"Aquarius" wird in spanischer Hafenstadt Valencia anlegen

Notfallversorgung der italienischen Seefahrtsbeamten, die Lebensmittel an ein Besatzungsmitglied an Bord des Schiffes "Aquarius" überreichen.

Foto: Kenny Karpov/SOS Mediterranee/AP

Notfallversorgung der italienischen Seefahrtsbeamten, die Lebensmittel an ein Besatzungsmitglied an Bord des Schiffes "Aquarius" überreichen.

Für die "Aquarius" ist eine Lösung gefunden. Ihre Insassen werden im spanischen Valencia anlanden. Doch der Fall wirft grundsätzliche Fragen zur europäischen Flüchtlingspolitik auf.

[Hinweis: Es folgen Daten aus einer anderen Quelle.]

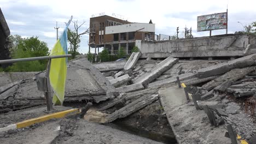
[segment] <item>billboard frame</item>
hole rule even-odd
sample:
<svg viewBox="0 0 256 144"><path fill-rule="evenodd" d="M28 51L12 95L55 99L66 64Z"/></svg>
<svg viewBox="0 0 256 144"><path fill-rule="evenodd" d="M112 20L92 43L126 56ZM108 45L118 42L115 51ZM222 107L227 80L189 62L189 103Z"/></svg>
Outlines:
<svg viewBox="0 0 256 144"><path fill-rule="evenodd" d="M199 19L199 17L200 16L206 16L206 15L213 15L213 14L225 14L226 13L226 28L218 28L218 29L208 29L208 30L203 30L203 31L198 31L198 19ZM208 14L208 15L200 15L200 16L198 16L197 17L197 27L196 27L196 31L197 32L205 32L205 31L210 31L210 33L211 33L211 32L212 31L213 31L213 30L219 30L219 29L226 29L226 34L228 34L228 9L226 9L226 12L223 12L223 13L214 13L214 14ZM211 34L210 34L211 35Z"/></svg>

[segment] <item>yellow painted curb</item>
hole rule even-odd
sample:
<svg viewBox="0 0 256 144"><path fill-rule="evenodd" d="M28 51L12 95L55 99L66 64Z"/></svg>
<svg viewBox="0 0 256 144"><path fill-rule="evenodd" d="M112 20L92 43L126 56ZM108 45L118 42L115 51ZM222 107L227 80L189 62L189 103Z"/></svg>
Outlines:
<svg viewBox="0 0 256 144"><path fill-rule="evenodd" d="M187 87L186 85L185 85L185 83L182 83L181 84L181 86L182 86L183 87Z"/></svg>
<svg viewBox="0 0 256 144"><path fill-rule="evenodd" d="M242 137L238 135L237 135L236 138L240 140L241 144L249 144L245 140L241 140Z"/></svg>
<svg viewBox="0 0 256 144"><path fill-rule="evenodd" d="M55 112L51 114L46 115L43 116L39 117L32 118L28 120L24 121L23 122L19 122L17 124L17 128L25 128L28 126L30 126L32 124L37 123L40 123L48 121L52 118L62 118L66 116L66 115L71 113L75 112L76 113L79 113L79 109L72 109L70 110L67 110L66 111L60 111L58 112Z"/></svg>

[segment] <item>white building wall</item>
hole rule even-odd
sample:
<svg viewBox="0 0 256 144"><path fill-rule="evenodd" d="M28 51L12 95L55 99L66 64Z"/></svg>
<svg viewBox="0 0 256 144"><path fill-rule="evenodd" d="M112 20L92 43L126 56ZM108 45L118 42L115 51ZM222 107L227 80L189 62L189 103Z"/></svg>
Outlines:
<svg viewBox="0 0 256 144"><path fill-rule="evenodd" d="M140 29L140 30L139 30ZM113 34L135 31L139 32L155 32L155 24L144 23L133 23L114 26L106 27L105 34Z"/></svg>

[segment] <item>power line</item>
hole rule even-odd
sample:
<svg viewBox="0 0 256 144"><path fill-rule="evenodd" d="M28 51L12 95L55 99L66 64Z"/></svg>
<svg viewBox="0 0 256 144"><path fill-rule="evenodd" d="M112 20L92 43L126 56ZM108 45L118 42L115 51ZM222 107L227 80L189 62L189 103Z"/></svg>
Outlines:
<svg viewBox="0 0 256 144"><path fill-rule="evenodd" d="M54 27L54 29L56 29L57 30L57 40L58 40L58 38L59 38L59 37L58 37L58 29L59 28L60 28L60 27L58 27L58 22L56 21L56 28Z"/></svg>

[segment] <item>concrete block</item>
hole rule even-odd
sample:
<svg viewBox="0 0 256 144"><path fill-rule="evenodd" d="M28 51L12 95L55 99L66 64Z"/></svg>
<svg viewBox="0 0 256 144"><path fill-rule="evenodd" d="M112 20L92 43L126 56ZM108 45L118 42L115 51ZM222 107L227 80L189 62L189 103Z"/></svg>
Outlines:
<svg viewBox="0 0 256 144"><path fill-rule="evenodd" d="M127 61L124 67L124 69L125 70L128 70L132 68L137 63L137 61L139 58L139 57L141 56L141 53L138 52L132 52L132 53L130 56L129 59Z"/></svg>
<svg viewBox="0 0 256 144"><path fill-rule="evenodd" d="M242 68L255 64L256 54L239 58L226 63L202 68L197 71L198 77L203 78L225 73L235 68Z"/></svg>
<svg viewBox="0 0 256 144"><path fill-rule="evenodd" d="M212 91L207 92L205 95L202 96L202 97L201 98L201 100L206 100L206 99L208 99L210 98L211 97L213 97L214 95L214 94L213 94L213 89L212 89Z"/></svg>
<svg viewBox="0 0 256 144"><path fill-rule="evenodd" d="M108 79L108 80L109 81L114 79L114 77L113 77L113 76L107 76L106 78L107 78L107 79Z"/></svg>
<svg viewBox="0 0 256 144"><path fill-rule="evenodd" d="M117 88L117 91L119 92L131 92L137 91L141 89L143 89L144 87L142 83L135 83L131 85L128 85L124 87Z"/></svg>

Das Rettungsschiff "Aquarius" wird in der spanischen Hafenstadt Valencia anlegen. Das kündigten die spanischen Behörden und die Organisation "Ärzte ohne Grenzen", die das Schiff zusammen mit SOS Mediterranée betreibt, an. Italienische Marineschiffe werden nach Anweisung der Seenot-Rettungsleitstelle in Rom 400 der 629 Flüchtlinge und Migranten von der "Aquarius" übernehmen und sie nach Valencia bringen, wie "Ärzte ohne Grenzen" erklärte. Die "Aquarius" selbst werde mit den restlichen 229 Insassen folgen. Seit dem Wochenende harrte das Schiff in Mittelmeer aus, weil die neue italienische Regierung die Häfen für die Retter geschlossen hat.

Die Internationale Organisation für Migration (IOM) warnte vor weiteren Zurückweisungen von Rettungsschiffen im Mittelmeer. Eine große Tragödie für die verzweifelten Menschen an Bord wäre die Folge, erklärte IOM-Generaldirektor William Swing am Dienstag in Genf. Die Blockade habe keinen "abschreckenden" Effekt auf andere Menschen, die über das Mittelmeer die Staaten Europa erreichen wollten. Die EU müsse sichere und legale Wege für die Migration schaffen.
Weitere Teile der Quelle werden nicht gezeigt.